Beyond the destruction of civilian property in crises and conflicts, I’m interested in the archaeology of struggle in general – how authorities control, how people resist, how resistance evolves, what evidence survives, what institutions and individuals remember… (Maybe it just gives me an excuse to shoot ruin porn and talk about revolution.)
Since British cultural heritage activists are pessimistic about the potential for positive social change, and since Ukraine has just joined Serbia and Turkey in being a bulldozer revolution, I thought I would look at the role of earthmovers in these social movements.

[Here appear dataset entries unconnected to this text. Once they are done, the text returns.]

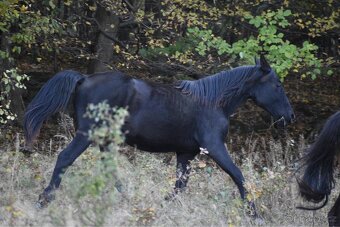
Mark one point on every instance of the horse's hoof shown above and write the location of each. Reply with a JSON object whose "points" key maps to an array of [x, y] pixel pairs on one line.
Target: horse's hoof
{"points": [[259, 221], [26, 151], [44, 200], [170, 196]]}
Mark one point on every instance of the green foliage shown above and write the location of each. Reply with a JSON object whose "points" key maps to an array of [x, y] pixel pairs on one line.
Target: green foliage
{"points": [[10, 80], [284, 56]]}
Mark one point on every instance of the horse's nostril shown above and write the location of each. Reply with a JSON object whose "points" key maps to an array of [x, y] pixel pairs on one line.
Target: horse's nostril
{"points": [[293, 117]]}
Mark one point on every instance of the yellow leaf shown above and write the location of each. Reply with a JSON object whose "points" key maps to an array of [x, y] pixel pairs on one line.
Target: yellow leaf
{"points": [[202, 164]]}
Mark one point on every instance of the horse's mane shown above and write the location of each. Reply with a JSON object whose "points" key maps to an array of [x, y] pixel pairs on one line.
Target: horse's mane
{"points": [[218, 89]]}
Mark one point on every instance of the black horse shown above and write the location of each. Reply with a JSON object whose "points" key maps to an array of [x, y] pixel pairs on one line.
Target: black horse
{"points": [[318, 179], [181, 117]]}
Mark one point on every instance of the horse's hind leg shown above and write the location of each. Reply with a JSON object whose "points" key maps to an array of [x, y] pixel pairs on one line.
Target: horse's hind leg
{"points": [[220, 155], [65, 159], [334, 214]]}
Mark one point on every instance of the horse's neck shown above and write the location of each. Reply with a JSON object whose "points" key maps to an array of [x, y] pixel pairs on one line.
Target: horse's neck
{"points": [[234, 103]]}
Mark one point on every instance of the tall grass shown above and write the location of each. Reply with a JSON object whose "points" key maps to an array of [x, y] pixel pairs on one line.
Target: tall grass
{"points": [[145, 179]]}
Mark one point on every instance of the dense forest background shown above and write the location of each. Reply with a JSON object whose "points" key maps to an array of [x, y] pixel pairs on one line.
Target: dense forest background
{"points": [[165, 41], [161, 40]]}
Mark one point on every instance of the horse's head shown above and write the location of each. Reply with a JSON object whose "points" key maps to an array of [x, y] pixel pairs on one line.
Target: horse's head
{"points": [[268, 93]]}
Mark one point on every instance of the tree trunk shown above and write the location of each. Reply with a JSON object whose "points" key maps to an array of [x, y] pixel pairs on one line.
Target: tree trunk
{"points": [[108, 23]]}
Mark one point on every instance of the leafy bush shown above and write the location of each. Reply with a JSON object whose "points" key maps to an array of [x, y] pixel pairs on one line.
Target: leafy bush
{"points": [[10, 80], [284, 56], [91, 187]]}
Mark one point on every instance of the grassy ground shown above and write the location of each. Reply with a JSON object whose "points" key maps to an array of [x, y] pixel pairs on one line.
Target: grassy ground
{"points": [[211, 198]]}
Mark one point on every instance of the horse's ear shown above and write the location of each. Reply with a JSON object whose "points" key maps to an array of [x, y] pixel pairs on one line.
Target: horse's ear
{"points": [[265, 67], [257, 61]]}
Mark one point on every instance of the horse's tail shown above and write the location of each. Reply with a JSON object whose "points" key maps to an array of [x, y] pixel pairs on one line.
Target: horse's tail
{"points": [[318, 180], [52, 98]]}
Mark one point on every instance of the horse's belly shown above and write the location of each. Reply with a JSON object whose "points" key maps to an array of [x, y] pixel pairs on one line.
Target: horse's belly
{"points": [[154, 145]]}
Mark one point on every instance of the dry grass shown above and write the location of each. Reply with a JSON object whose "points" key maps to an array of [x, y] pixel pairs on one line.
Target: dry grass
{"points": [[211, 198]]}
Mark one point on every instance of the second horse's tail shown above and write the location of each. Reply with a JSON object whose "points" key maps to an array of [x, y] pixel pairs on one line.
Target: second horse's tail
{"points": [[53, 97], [318, 180]]}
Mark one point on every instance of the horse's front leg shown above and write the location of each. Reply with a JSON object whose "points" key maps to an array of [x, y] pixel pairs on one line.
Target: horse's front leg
{"points": [[182, 172], [334, 214], [183, 169]]}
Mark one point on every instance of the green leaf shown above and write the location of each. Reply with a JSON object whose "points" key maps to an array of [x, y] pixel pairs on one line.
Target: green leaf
{"points": [[287, 13]]}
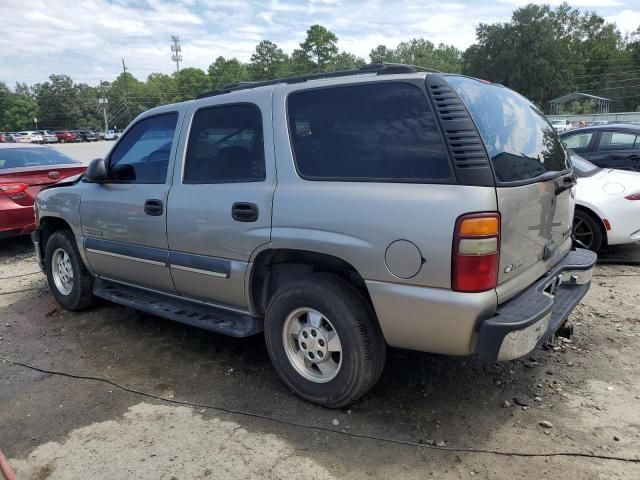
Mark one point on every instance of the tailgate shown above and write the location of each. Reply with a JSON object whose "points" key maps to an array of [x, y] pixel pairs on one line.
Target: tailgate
{"points": [[536, 231], [535, 186]]}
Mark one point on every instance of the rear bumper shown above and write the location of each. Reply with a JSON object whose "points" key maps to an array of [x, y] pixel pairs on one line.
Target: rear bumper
{"points": [[532, 317]]}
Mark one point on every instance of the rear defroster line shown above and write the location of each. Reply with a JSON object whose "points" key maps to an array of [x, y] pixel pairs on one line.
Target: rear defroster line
{"points": [[324, 429]]}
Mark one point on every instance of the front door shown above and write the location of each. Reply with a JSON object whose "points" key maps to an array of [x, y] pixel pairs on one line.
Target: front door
{"points": [[220, 202], [617, 149], [124, 219]]}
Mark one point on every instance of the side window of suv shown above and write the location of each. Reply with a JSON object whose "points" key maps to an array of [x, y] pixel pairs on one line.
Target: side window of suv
{"points": [[225, 145], [383, 131], [142, 156], [578, 142], [618, 141]]}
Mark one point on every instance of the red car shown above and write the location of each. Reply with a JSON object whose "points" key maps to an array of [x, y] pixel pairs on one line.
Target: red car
{"points": [[65, 136], [24, 171]]}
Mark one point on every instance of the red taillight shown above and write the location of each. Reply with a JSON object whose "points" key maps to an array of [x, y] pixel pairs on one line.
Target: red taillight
{"points": [[476, 246], [13, 188]]}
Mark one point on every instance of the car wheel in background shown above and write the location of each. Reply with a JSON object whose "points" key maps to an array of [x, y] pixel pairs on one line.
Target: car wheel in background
{"points": [[587, 231]]}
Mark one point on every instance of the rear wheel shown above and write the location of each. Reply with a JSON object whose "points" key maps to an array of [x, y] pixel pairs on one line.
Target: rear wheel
{"points": [[587, 232], [324, 340], [68, 278]]}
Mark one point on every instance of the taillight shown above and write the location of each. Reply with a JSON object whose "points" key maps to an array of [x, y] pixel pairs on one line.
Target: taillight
{"points": [[13, 188], [476, 246]]}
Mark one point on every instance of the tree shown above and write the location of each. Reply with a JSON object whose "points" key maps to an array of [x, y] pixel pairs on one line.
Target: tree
{"points": [[268, 61], [320, 47], [20, 113], [224, 72], [544, 52]]}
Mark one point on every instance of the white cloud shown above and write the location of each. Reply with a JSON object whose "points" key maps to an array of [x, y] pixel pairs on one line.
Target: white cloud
{"points": [[88, 40], [628, 21]]}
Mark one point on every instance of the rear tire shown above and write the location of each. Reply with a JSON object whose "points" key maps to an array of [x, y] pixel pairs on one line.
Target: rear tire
{"points": [[587, 231], [68, 278], [338, 353]]}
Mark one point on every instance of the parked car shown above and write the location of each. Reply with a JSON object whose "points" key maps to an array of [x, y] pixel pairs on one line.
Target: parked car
{"points": [[29, 136], [109, 135], [49, 137], [607, 146], [88, 135], [477, 263], [561, 125], [24, 171], [607, 206], [66, 136]]}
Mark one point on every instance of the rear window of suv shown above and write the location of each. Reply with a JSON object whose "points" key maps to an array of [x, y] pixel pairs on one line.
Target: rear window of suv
{"points": [[384, 132], [520, 141]]}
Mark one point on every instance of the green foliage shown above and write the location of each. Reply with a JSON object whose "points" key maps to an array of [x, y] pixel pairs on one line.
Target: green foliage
{"points": [[542, 52], [320, 47]]}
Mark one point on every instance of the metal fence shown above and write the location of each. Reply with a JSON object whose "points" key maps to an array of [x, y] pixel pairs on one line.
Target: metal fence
{"points": [[625, 117]]}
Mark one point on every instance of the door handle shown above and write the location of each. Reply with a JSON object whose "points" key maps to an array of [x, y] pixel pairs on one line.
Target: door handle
{"points": [[153, 207], [244, 212]]}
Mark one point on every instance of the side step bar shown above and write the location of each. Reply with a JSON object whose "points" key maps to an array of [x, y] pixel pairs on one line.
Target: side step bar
{"points": [[194, 314]]}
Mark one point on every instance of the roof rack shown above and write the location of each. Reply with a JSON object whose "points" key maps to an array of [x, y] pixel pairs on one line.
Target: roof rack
{"points": [[379, 68]]}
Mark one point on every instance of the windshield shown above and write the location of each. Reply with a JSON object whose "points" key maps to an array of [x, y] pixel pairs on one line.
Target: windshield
{"points": [[583, 167], [32, 157], [520, 141]]}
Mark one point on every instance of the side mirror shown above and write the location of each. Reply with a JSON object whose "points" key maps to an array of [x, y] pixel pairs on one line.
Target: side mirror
{"points": [[96, 171]]}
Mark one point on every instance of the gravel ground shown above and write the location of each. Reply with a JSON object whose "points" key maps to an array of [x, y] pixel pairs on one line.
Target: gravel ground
{"points": [[60, 427]]}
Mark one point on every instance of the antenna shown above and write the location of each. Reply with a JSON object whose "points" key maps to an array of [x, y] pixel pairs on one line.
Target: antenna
{"points": [[175, 48]]}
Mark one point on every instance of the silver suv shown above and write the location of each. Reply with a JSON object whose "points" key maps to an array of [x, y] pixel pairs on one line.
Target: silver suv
{"points": [[339, 214]]}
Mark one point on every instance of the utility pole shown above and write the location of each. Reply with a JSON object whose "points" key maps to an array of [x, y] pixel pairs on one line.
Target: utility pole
{"points": [[175, 48], [126, 90], [103, 101]]}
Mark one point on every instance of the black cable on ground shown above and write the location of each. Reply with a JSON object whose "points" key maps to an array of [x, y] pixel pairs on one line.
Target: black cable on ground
{"points": [[324, 429], [20, 275]]}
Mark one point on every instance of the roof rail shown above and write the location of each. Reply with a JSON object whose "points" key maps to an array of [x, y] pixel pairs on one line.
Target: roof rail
{"points": [[379, 68]]}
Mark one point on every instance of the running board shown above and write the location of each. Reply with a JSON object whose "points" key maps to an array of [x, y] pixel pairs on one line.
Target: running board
{"points": [[183, 311]]}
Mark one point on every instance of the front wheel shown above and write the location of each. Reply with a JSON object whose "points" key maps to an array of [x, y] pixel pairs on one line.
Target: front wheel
{"points": [[587, 233], [324, 340], [68, 278]]}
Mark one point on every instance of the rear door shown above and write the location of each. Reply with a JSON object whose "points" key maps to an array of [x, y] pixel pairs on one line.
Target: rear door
{"points": [[220, 202], [124, 219], [534, 181]]}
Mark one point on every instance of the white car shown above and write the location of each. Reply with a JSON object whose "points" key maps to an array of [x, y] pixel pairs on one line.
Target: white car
{"points": [[29, 136], [607, 205], [561, 125], [110, 135]]}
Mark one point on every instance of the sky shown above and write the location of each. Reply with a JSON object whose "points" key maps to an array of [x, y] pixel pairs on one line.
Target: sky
{"points": [[87, 40]]}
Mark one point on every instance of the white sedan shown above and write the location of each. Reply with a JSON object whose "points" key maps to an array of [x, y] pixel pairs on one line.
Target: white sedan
{"points": [[607, 205]]}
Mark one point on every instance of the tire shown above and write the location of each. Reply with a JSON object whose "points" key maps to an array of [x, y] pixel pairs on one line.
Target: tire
{"points": [[344, 312], [80, 294], [587, 231]]}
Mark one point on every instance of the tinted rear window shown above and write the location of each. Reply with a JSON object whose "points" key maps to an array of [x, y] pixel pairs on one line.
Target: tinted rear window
{"points": [[384, 131], [32, 157], [520, 141]]}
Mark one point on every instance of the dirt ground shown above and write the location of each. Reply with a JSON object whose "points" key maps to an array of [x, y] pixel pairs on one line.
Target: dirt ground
{"points": [[59, 427]]}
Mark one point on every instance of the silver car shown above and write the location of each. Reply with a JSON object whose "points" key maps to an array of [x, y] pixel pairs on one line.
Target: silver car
{"points": [[337, 214]]}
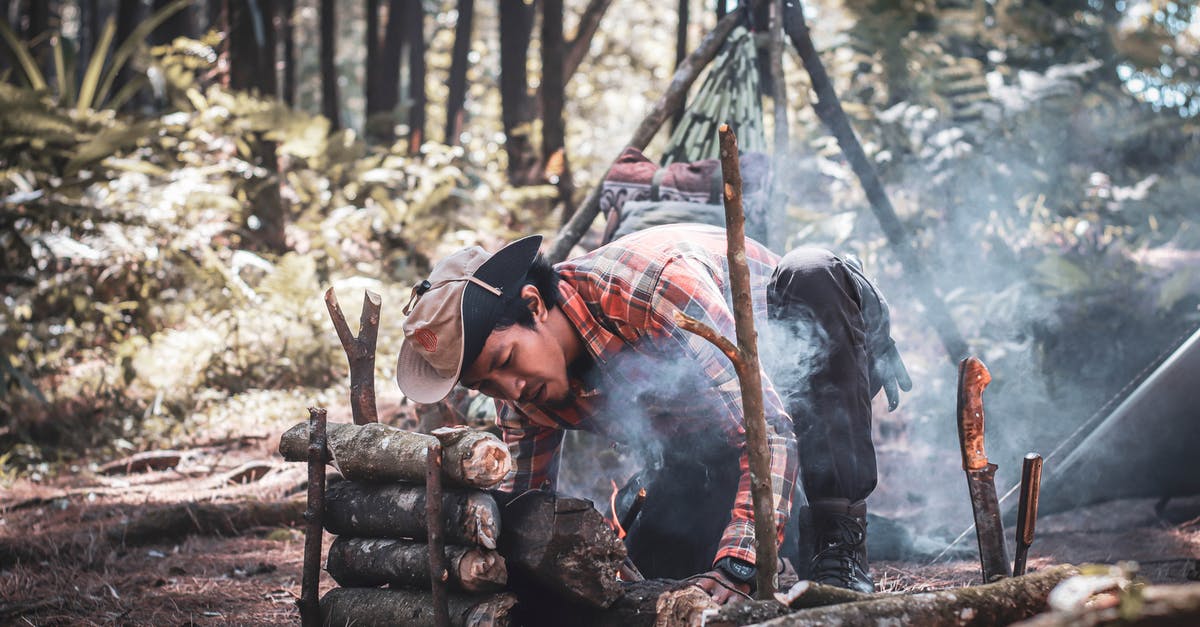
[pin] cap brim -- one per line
(418, 380)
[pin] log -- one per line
(1165, 604)
(397, 511)
(564, 545)
(1001, 603)
(373, 562)
(381, 453)
(412, 608)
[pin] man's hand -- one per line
(720, 587)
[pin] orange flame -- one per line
(612, 507)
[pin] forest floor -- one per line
(124, 548)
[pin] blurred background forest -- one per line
(180, 180)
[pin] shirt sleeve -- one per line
(535, 451)
(690, 287)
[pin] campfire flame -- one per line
(615, 523)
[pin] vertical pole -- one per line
(754, 418)
(310, 581)
(433, 523)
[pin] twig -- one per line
(310, 584)
(433, 524)
(829, 109)
(360, 352)
(669, 102)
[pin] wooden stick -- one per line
(745, 362)
(670, 101)
(310, 584)
(360, 352)
(829, 109)
(433, 523)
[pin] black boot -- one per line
(840, 555)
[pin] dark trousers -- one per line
(815, 352)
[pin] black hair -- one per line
(515, 310)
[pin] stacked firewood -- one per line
(378, 511)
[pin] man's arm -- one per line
(688, 286)
(534, 449)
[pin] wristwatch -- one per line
(738, 571)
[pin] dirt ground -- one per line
(120, 549)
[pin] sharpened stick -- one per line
(745, 362)
(1027, 509)
(433, 523)
(360, 352)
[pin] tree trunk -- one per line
(369, 605)
(459, 64)
(129, 15)
(373, 83)
(1001, 603)
(414, 21)
(287, 33)
(516, 108)
(329, 102)
(179, 24)
(372, 562)
(563, 545)
(681, 51)
(252, 49)
(377, 452)
(363, 509)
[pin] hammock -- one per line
(730, 94)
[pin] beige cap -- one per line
(451, 314)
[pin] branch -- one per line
(360, 352)
(671, 100)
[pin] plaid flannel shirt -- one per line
(622, 300)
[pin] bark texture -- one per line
(1001, 603)
(397, 511)
(372, 562)
(381, 453)
(564, 545)
(370, 605)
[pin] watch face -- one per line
(741, 569)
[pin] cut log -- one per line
(803, 595)
(1001, 603)
(564, 545)
(397, 511)
(1169, 604)
(381, 453)
(370, 605)
(372, 562)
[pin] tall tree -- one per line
(414, 19)
(516, 108)
(329, 105)
(553, 129)
(372, 79)
(681, 49)
(252, 46)
(129, 15)
(459, 64)
(286, 28)
(179, 24)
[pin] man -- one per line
(592, 344)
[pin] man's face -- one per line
(522, 364)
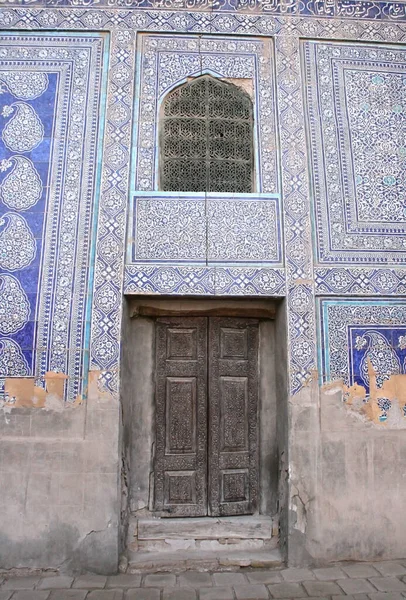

I’m not (yet) suggesting that we should use earthmovers, but they should remind us of the potential for resistance and change in much worse circumstances.
I was in the home of the Bulldozer Revolution, Belgrade, when Gezi Park erupted. People there were bewildered when one of the Turkish state’s conspiracy theories blamed Serbian revolutionary Otpor for the Gezi movement. However, they were delighted when Turkish (citizen) resister Çarşı took a bulldozer into battle against the Turkish state; they even depicted their own bulldozer in their Gezi solidarity protest art.
Unemployed disabled machine-operator Ljubisav Đokić ‘ha[d] been protesting for ten years’. “Đo” Đokić ‘would get beaten, swallow lots of teargas and then [go] back home without achieving anything’. On the 5th of October 2000, at the peak of the revolution against Slobodan Milošević’s nationalist communist regime, ‘I thought hard this time and decided that I would be more successful if I took my bulldozer with me’.

Excavator Joe’s scoop (c) Blic, 5. Oktobar 2010
Excavator Joe (Bagerista Đo) ploughed his International 538 bucket loader/scoop into Radio Television Serbia’s headquarters (RTS HQ), then the crowd of civil resisters stormed the building. The next day, Milošević resigned.
‘Traces of [regime] attacks’ on Joe and his machine remain ‘visible very clearly on the excavator itself’. Joe is still poor; and, although or because the scoop has become a popular symbol, Serbia’s new democratic leaders have ‘not helped [Joe] repair‘ the broken-down “bulldozer”, so he has had to put his iconic machine up for sale. Đokić plans to share the auction money with ‘orphans and people in need‘.
Unsurprisingly, Joe is a heroic figure and his excavator itself is a worshipful icon.(1)
![illustration of 'the Joe excavator in all its glory [Džo bagerista u svom punom sjaju]' (c) Darko7United, Vukajlija, 6. Mart 2011](https://i0.wp.com/x.vukajlija.com/var/products/posters/201103/76162/dzo-bagerista.jpg)
‘the Joe excavator in all its glory [Džo bagerista u svom punom sjaju]’ (c) Darko7United, Vukajlija, 6. Mart 2011
It also appears to be a crushing point of comparison for less heroic figures in Serbian public life, such as these ‘auxiliary excavator[s] [Pomoćni bagerista]’ in suits and ties with shovels and wheelbarrows. (I think it says something vaguely like “that which you cannot excavate, I shovel”, but I’m not sure; I am sure a Serbian-speaker will explain the error of my ways to me in no uncertain terms.)
Notes
1: It’s easier to depict and more recognisable, so it’s a very functional symbol.